The colours we select to surround us must reflect were we are simply can not.
Colours are a constant necessity in our lives just like air is. 

Next time you are changing the colour of your space, think about what you need in life and then find a colour that will help you find it.

20 January 2015

Street Type

Typography, or as most people would refer to this art form, lettering, is ubiquitous within our contemporary society
The words and numbers engaged everywhere that our eyes may settle are primarily intended for visual communication. 
These forms are vehicles for information whether from a practical sense or for a more abstract purpose.

Typography has become a vehicle for post modernist design over the past 30 years.  
Some may say that this style of typography it is not intelligible, not legible and therefore a pointless exercise. 
Others may just enjoy looking at the letterforms as a visual object that communicates a notion on a more expressive or emotive level rather than an analytical, immediate, objective level.

These pages show some examples of street type that have not started out as an exercise of postmodern thinking…
but haves found themself distorted into something other than their original intent.

Looking at the letterforms of most alphabets (dreadful script fonts do not count) one can find the perfect form and balance that has been inspired nature; 
the perfect balance between negative and positive spaces.  
All of these observations help one’s sensibilities in appreciating the world around us, in all its forms (2D, and 3D).

The following paragraph from '100 ideas that changed Graphic Design' written by Steve Heller and Veronique Vienne addresses Street type in the form of street slogans. 
What we read in a distracted state, while crossing the street, for example, is not necessarily less memorable.  
In fact, what we see with our peripheral vision might be more striking, because it is perceived by receptor cells in the eye that are more sensitive to black and white figures and to unexpected motion. 
Furtive slogans scrawled on walls, plastered on top of scaffolding, or stenciled on the sidewalk are just as likely to be seen as colourful advertisements prominently located at the center of our field of vision.”
Idea No.87 from '100 Ideas that changed Graphic Design'.

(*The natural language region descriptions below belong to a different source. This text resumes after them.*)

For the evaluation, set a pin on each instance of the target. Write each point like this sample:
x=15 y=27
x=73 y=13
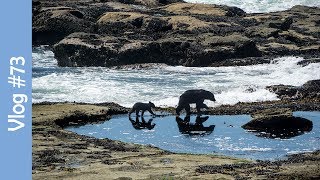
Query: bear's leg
x=200 y=105
x=179 y=108
x=131 y=111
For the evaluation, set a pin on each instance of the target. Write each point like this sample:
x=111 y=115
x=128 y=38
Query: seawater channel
x=214 y=134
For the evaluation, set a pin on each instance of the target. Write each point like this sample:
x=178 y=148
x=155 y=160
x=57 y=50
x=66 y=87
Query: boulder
x=203 y=9
x=116 y=22
x=310 y=89
x=278 y=123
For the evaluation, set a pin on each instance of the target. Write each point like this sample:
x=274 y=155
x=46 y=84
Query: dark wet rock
x=283 y=24
x=82 y=49
x=52 y=24
x=278 y=123
x=121 y=32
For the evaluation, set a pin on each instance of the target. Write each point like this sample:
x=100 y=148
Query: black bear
x=142 y=107
x=196 y=96
x=143 y=124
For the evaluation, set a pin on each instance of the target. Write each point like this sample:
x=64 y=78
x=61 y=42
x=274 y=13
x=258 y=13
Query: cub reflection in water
x=143 y=124
x=197 y=128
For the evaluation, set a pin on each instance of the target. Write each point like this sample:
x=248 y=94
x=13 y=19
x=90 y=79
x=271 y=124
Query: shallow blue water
x=227 y=137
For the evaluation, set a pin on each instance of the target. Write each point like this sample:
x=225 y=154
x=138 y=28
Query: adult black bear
x=196 y=96
x=142 y=107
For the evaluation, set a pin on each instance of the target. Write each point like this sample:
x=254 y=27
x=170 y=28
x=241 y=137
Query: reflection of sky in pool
x=227 y=138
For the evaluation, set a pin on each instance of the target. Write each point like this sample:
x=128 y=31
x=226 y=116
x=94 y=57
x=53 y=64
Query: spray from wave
x=260 y=6
x=164 y=84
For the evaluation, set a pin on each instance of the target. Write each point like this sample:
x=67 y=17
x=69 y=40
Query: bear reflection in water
x=197 y=128
x=142 y=124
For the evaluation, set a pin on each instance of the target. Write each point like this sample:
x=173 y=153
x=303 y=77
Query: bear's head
x=151 y=104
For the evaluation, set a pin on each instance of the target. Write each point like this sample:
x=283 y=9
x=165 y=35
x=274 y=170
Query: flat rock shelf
x=214 y=134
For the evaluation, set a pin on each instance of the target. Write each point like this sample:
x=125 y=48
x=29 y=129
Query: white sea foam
x=258 y=6
x=164 y=85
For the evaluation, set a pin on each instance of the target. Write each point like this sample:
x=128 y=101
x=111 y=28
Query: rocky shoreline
x=112 y=33
x=136 y=33
x=58 y=153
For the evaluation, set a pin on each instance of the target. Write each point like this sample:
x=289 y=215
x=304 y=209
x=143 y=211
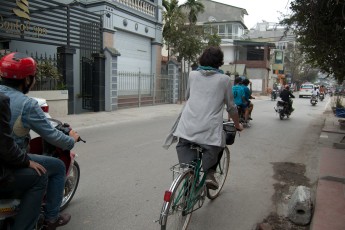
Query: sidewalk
x=329 y=210
x=97 y=119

Because this area of the visual world is so important to us all, there exists many different opinions and theories and practitioners. 
All these thoughts are valid if they assist us in coming to some understanding of what we are looking at and how it affects us. 
Willi Kunz, an important German typographer, wrote a wonderful book entitled ‘Formation + Transformation’, and the following passage comes from said publication,
“Regardless of what style (of typography) is pursued, an important criterion in evaluating a design is clarity. 
Good typography is clear typography.  
The designer’s intent must be immediately clear and the design must speak with an unmistakable, clear voice that penetrates today’s clamorous visual environment”.

The video below is a wonderful example of what Kunz has stated. 
Type must communicate. 
Typography must adds value to our world and not be yet another piece of visual rhetoric that contributes to the confusion that surrounds us. Street typography from Tom Williams

15 January 2015

Look a little closer

Look at little closer at this image and you will find more than you initially thought was there. 
It is full of tiny details and textures and things that people have taken the time to say visually.

The ‘street’ and the passive walls that define this universal space offer themselves to artists or anyone else who feels the need to utilise them as a platform to make a statement.  

Wallism is truly a modern movement within art. It is ubiquitous and global.

This example is from Hackesche Höfe, Berlin.  (Got to love Berlin!)

11 January 2015

Great taste

Taking it all in, not just looking at what’s around you but truly absorbing the experiences, and the feelings these experiences trigger, is so essential. 

It is a good thing to allow the places, experiences, and objects that have been apart of your summer, to become apart of you because being conscious at all times is not tiring, it’s enlivening.  

These images are some of shiftazine’s summer moments at Roller Door Cafe in Islington, Newcastle Australia. 
A place where there is always delightful creative expression present both on the walls and in your coffee cup.

10 January 2015

Steps of Butter

THERE IS A HOUSE in the inner city area of Redfern that has stood for 132 years. 
It has a staircase that is made of wood. This wood is now old and worn and has been painted and stained and vanished many, many times. 
It would be impossible to estimate how many feet have trodden up and down these stairs but the evidence of these journeys is present in the wear of the tread. 

So this staircase needed a refresh. It needed some care and a new look.  
And then a smart, articulate artist called Yiorgos said...”Why don’t you paint them fluro yellow?” “Why not!” was the response.  

The paint was purchased but only after a long debate at the paint store about what was being done. (Everyone has an opinion.) 
The stairs were scrapped and sanded and filled and sanded and undercoated and sanded and THEN FINALLY painted. 
Not once, not twice but three times.  

AND NOW there is a stair case that looks like its made of butter.